Week 5, 2021
29th – 5th January
A snippet from my daily diary.
Breakfast in waist deep snow, morning hikes in -10, and the endless mountains keep us smiling. Week 4 of 2021, and we are still juggling our time between outdoor wanderings and head down laptop time. Work, play, run, ski, repeat. We do sometimes have some hiccups too, like this morning.
With the fresh morning snow crunching under foot, the sizzle of the frying pan propped on a small burner, and with snow melting in the Jet boil our mornings have become rather magical.
We’ve made a habit of early morning breakfasts, leaving the valley just as dawn breaks and the skies begin to fade from black. A 45 minute hike with fingers and toes firmly wrapped against the crisp air, we wade through the waist deep snow, pushing back the laden tree branches to reach our habitual spot in the hollow of a young tree line.
Each morning we turn our canvas of fresh snow into two compact bench seats and scoop out a shallow pit to set our small stove on. Once we’ve crafted a makeshift kitchen counter to prepare eggs, baguette and morning drinks we huddle under the blanket and warm our hands on the flames of the Jetboil.
With the mountains empty of tourists, the still air, there’s often such a calm magic in the mountain. It feels like we have the place to ourselves, and in a way, we do. Poppy potters around sniffing and chasing falling snow from the trees, as we snuggle up and take a moment to be at peace with the world.
This if often our start to the day – however, this morning Poppy put an abrupt halt to our peacefulness with the help from a large stick and some cleverly timed swipes in our general direction. In one fell swoop she proceeded to knock over our Jetboil, which by now had been brewed for a morning cup of mission tea, straight into our frying pan and thus launching our food, burning oil, tea and plenty of eggs into our laps, bag and beautifully crafted snow seat. We couldn’t help but laugh as she began to tuck into the remains.
Vanlife in the mountains with my family around me is pretty sweet. I’m craving my next adventure though. Only 51 days to wait, and rather still a lot to sort out.
Huge thank you to Ocean Bottle for this brilliant water bottle I’ve been taking everywhere with me – you can find yours HERE
Building an Igloo – Canadian Quinzhee Style
Building our vanlife extension in snow. Our Igloo is born.
Our cosy home under the snow for the night. Over the past week it’s snowed more or less all day every day. The village came to a stand still as the snow kept coming, and the monster machines that seem to literally move mountains trundled up and down the valley, battling the never ending flakes falling from the sky. For January, I’ve never seen so much snow in this village. Waist deep, then higher. With that, I ceased my opportunity to extend our van dwelling into the snow. It was time to build a full sized Igloo.

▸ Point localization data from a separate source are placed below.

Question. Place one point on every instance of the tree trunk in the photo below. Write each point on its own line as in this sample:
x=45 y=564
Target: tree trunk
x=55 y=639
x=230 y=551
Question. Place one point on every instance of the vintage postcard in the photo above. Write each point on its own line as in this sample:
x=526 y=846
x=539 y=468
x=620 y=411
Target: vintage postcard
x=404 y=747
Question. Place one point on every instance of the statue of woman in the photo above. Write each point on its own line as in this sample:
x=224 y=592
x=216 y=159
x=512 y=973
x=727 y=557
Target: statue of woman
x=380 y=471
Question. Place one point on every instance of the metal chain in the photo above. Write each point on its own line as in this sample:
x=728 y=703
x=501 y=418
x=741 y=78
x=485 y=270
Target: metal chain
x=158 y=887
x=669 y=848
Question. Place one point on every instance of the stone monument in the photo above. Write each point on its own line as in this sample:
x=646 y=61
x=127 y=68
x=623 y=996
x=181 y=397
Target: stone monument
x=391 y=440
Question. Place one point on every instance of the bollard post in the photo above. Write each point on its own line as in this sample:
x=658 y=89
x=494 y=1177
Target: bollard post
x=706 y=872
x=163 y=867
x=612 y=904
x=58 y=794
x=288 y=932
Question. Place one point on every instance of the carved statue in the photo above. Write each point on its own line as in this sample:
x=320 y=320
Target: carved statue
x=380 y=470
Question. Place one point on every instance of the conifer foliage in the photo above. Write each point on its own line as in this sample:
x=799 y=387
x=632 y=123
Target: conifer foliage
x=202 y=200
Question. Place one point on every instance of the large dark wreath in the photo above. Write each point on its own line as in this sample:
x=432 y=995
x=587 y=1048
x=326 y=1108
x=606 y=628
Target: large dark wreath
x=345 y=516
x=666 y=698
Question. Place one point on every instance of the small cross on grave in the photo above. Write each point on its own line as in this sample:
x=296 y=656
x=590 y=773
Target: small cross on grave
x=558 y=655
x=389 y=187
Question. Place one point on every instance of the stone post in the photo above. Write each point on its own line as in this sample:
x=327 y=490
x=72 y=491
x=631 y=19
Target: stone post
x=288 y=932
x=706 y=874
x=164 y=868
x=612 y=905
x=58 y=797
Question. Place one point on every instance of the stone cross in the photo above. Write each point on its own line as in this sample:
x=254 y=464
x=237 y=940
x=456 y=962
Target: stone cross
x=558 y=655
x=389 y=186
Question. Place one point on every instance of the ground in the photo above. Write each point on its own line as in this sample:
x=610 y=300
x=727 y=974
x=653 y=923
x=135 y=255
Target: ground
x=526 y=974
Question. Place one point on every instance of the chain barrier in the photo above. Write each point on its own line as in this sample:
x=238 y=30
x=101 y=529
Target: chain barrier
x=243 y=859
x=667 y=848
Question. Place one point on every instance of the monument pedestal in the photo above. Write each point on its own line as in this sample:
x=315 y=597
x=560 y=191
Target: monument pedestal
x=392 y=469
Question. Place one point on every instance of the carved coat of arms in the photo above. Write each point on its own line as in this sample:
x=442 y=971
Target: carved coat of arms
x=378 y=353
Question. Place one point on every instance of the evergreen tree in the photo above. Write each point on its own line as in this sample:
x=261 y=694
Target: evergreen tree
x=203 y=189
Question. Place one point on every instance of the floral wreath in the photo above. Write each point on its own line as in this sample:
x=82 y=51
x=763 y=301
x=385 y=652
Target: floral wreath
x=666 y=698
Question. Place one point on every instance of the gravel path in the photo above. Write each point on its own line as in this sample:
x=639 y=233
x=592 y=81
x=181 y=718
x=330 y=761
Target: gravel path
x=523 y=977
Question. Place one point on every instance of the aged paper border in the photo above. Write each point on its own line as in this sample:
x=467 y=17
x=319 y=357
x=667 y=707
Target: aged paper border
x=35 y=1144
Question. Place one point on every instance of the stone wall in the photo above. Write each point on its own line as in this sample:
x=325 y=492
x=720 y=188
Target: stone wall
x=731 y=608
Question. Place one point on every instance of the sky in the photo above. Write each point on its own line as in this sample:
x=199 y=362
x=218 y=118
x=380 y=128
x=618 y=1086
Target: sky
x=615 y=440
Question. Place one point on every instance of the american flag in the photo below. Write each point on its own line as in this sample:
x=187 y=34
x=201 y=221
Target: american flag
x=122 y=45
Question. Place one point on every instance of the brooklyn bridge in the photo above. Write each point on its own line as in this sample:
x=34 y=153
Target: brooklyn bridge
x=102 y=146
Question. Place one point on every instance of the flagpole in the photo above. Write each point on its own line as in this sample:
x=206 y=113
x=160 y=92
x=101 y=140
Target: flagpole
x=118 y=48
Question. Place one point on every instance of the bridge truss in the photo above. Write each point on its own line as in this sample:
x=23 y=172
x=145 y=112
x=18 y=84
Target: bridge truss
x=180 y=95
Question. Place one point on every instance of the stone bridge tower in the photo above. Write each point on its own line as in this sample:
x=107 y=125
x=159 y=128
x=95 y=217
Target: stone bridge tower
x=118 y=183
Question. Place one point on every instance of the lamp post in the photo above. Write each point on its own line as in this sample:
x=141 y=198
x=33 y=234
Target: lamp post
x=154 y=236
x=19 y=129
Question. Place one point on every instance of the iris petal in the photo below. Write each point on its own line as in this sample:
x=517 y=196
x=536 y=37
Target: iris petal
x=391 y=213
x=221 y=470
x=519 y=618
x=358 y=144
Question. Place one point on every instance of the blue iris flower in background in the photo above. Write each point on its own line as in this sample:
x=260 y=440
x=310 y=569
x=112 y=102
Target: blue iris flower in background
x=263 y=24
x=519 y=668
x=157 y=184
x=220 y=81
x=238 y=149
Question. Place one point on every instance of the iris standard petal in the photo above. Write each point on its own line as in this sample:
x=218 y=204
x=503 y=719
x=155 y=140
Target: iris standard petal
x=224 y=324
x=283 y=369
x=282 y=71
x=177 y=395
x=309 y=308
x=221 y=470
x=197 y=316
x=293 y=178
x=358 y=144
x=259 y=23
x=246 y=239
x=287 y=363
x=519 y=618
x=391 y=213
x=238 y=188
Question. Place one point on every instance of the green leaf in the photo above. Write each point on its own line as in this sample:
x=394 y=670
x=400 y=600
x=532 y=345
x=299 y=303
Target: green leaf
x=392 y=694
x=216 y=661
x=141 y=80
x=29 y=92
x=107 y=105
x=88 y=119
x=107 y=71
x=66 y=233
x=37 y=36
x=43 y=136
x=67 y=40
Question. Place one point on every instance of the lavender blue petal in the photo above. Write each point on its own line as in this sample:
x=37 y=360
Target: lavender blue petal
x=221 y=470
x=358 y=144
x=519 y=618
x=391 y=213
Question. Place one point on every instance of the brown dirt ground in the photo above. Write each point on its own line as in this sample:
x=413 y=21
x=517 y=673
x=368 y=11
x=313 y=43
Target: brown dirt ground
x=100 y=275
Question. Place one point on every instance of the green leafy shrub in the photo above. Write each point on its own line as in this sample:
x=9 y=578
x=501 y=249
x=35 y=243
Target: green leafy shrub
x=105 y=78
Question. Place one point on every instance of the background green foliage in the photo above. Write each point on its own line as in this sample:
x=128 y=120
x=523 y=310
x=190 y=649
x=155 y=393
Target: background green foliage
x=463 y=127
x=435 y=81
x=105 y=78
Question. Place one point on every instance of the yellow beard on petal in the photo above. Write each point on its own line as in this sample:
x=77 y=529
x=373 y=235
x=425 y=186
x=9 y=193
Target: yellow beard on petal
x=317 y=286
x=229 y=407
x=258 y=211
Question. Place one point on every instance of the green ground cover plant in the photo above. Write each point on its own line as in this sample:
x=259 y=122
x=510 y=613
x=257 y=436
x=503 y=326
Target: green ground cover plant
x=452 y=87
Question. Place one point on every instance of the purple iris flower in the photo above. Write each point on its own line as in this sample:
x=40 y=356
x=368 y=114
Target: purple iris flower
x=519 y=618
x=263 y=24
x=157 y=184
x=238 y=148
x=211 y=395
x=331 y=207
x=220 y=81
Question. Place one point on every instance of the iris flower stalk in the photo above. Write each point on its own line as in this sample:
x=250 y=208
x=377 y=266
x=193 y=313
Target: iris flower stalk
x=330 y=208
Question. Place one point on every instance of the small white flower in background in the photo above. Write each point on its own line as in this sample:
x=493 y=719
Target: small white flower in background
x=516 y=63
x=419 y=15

It took 3 days, and a tonne of snow – quite literally. One shovel after another I built bricks for the walls. I stepped out a neat circle of 5 feet from the centre point making our snow dome 10 feet in diameter. Eventually, after the first afternoon of heaving snow our walls were shoulder height and phase two could begin. Due to the size, I opted to turn our igloo into a Canadian style quinzhee. An igloo is built with bricks of snow stacked, leaning inwards, with a dug-out pit. (I built many as a child), but a quinzhee is simpler, yet more affective. Firstly, a sturdy walled circle was established, I then left the walls to set for two hours, and then returned in order to pile a mass of snow inside, to form a huge mound of snow, just above head height, into a large dome. Overnight, that set into place and then I climbed on top and began stamping it down. This was harder work than I had anticipated. My fingers blistered from the shovel and my back, legs and neck ached from the labour which my body isn’t comfortable with. In reality, not hard work at all, but I for one was knackered.
Once the dome had been left overnight to set and stick itself together, we took a bread knife (in the absence of a saw), and took turns to carve out an opening for us to crawl through. This was our entrance. It worked perfectly. The crawl-way was finished over the following few hours, using the snow from inside the dome to create our tunnel walls and roof. After a while, with snow still falling around us, we had carved out our igloo enough that the walls were still two feet thick, and the inside was big enough for us to sit on our carved out seat together with kitchen area and inlets in the walls for lanterns and candles. It was -10 outside, but just above freezing on the inside. With a blanket down and our legs laying in the tunnel we could sit, cook, and lay down, poppy with us too. Our cosy home under the snow was our mini 3-day project that we are very proud of. We even have 40 odd tea-lights to place around the dome for Valentines day. Cute, I know. Let’s hope it doesn’t melt..
With the light from the lanterns piercing the snow from the outside, and our blanket and cooking equipment inside, it was cosy and homely. I think I should build a second bedroom, don’t you?